The remainder of the paper is organized as follows. Section 2 briefly discusses related work on fake news detection and the sub-problems of claim and conspiracy detection. Section 3 presents details of image, text, and multimodal features as well as the fine-tuned and applied models. Section 4 describes the experimental setup, results and summarizes our findings. Section 5 concludes the paper with future research directions.

There is a wide body of work on fake news detection that goes well beyond this paper's scope. Therefore, we restrict this section to multimodal fake news, claim detection, and conspiracy detection.

The earliest claim detection works go back a decade. Rosenthal et al. [34] in their pioneering work extracted claims from Wikipedia discussion forums. They classified them via logistic regression using the sentiment, syntactic and lexical features like POS (Part-of-Speech) tags and n-grams, and other statistical features over text. Since then, researchers have proposed context dependent [22] , context independent [23] , and cross-domain [10] and in-domain approaches for claim detection. Recently, the transformer-based models [6] have replaced structurebased claim detection approaches due to their success in several downstream natural language processing (NLP) tasks.

For claim detection on social media in particular, recently CLEF-CheckThat! 2020 [2] hosted a challenge to detect check-worthy claims in COVID-19 related English tweets and several other topics in Arabic. The challenge attracted several models with top submissions [7, 32, 44] all using some version of transformer-based models like BERT [11] and RoBERTa [24] along with tweet meta-data and lexical features. Outside of CLEF challenges, some works [12, 27] have also conducted a detailed study on detecting check-worthy tweets in U.S. politics and proposed real-time systems to monitor and filter them. Taking inspiration from [10] , Gupta et al. [16] address the limitations of current methods in cross-domain claim detection by proposing a generalized claim detection model called LESA (Linguistic Encapsulation and Semantic Amalgamation). Their model combines contextual transformer features with learnable POS and dependency relation embeddings via transformers to achieve impressive results on several datasets. For conspiracy detection, MediaEval 2020 [33] saw interesting methods to automatically detect 5G and Coronavirus conspiracy in tweets. Top submissions used BERT [8, 28] pre-trained on COVID Twitter data, tweet meta-data, graph network data and RoBERTa models [9] along with Graph Convolutional Neural (GCN) networks.

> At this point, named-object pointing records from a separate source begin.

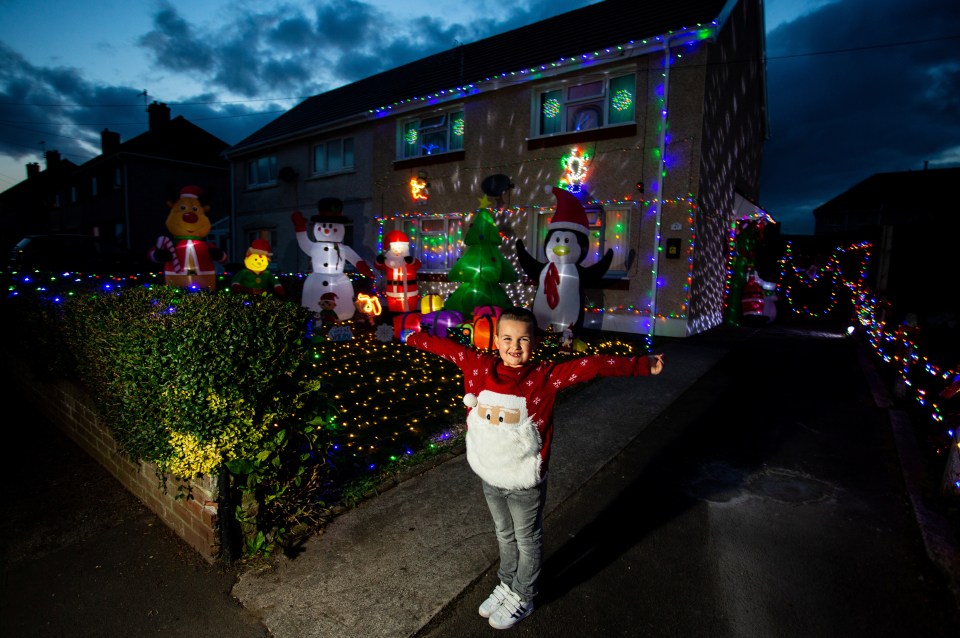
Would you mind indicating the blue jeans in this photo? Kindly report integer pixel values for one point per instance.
(518, 521)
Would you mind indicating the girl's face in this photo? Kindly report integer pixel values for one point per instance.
(515, 341)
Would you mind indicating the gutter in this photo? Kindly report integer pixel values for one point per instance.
(632, 49)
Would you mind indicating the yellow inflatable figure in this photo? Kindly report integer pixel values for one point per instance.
(188, 259)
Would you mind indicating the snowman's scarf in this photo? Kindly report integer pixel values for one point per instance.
(550, 283)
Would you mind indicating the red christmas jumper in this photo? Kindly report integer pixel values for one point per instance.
(530, 393)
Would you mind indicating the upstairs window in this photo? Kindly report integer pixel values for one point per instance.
(262, 171)
(333, 156)
(429, 135)
(595, 104)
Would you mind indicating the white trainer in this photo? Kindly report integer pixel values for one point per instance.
(494, 600)
(511, 611)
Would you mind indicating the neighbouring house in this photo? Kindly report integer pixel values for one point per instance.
(654, 113)
(901, 214)
(24, 207)
(121, 195)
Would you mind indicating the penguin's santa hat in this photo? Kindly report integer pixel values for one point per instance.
(570, 214)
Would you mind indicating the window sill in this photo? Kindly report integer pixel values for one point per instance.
(580, 137)
(346, 171)
(427, 160)
(260, 187)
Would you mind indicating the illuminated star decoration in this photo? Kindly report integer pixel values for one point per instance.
(418, 189)
(575, 170)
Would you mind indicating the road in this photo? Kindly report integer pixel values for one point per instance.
(767, 501)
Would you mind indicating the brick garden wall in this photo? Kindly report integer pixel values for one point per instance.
(193, 518)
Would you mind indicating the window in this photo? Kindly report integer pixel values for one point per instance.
(262, 171)
(333, 156)
(590, 105)
(270, 234)
(436, 133)
(437, 241)
(609, 229)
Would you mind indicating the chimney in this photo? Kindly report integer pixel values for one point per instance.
(53, 159)
(109, 142)
(158, 114)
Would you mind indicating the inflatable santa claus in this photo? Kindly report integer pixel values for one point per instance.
(400, 273)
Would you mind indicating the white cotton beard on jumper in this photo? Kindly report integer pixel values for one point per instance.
(504, 453)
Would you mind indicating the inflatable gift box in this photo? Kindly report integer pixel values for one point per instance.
(484, 330)
(441, 323)
(407, 322)
(431, 303)
(487, 311)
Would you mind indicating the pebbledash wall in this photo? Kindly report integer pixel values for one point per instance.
(192, 517)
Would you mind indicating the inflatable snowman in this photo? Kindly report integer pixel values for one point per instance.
(558, 303)
(328, 255)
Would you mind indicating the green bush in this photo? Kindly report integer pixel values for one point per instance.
(197, 382)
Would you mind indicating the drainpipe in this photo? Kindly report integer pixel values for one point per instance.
(655, 273)
(233, 217)
(125, 191)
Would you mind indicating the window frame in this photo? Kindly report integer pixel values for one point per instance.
(254, 168)
(342, 143)
(558, 98)
(451, 120)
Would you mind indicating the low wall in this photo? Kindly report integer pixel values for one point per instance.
(192, 516)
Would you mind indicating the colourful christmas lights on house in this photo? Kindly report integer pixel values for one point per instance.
(575, 168)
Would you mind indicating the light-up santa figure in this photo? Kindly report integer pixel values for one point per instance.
(400, 273)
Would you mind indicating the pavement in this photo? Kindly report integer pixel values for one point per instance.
(81, 557)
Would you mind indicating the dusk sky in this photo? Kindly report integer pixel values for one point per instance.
(855, 87)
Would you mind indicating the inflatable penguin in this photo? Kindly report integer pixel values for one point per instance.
(328, 256)
(558, 303)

For multimodal fake news in general, several benchmark datasets have been proposed in the last few years, generating interest in developing multimodal visual and textual models. In one of the relatively early works, Jin et al. [20] explored rumor detection on Twitter using text, social context (emoticons, URLs, hashtags), and the image by learning a joint representation with attention from LSTM outputs over image features. The authors observed the benefit of using the image and social context in addition to text by improving the detection of fake news in Twitter and Weibo datasets. Later, Wang et al. [43] , proposed an improved model that learns a multi-task model to detect fake news as one task and event discriminator as another task to learn event invariant representations. Since then, improvements have been proposed via using multimodal variational autoencoders [21] , transfer learning [15, 39] with transformer-based text and deep visual CNN models. Recently, Nakamura [30] et al. proposed a fake news dataset r/Fakeddit mined from Reddit with over 1 million samples, which includes text, images, meta-data, and comments data. The data is labeled through distant supervision into 2-way, 3-way, and 6-way classification categories. In addition to our different tasks, another difference with the approaches mentioned above is that the size of the datasets is moderate (several thousand) to large (millions) in comparison to a few hundred or a couple of thousand samples in our four datasets for claim and conspiracy detection. [25] or training an SVM based on its multimodal embeddings extracted from text and image.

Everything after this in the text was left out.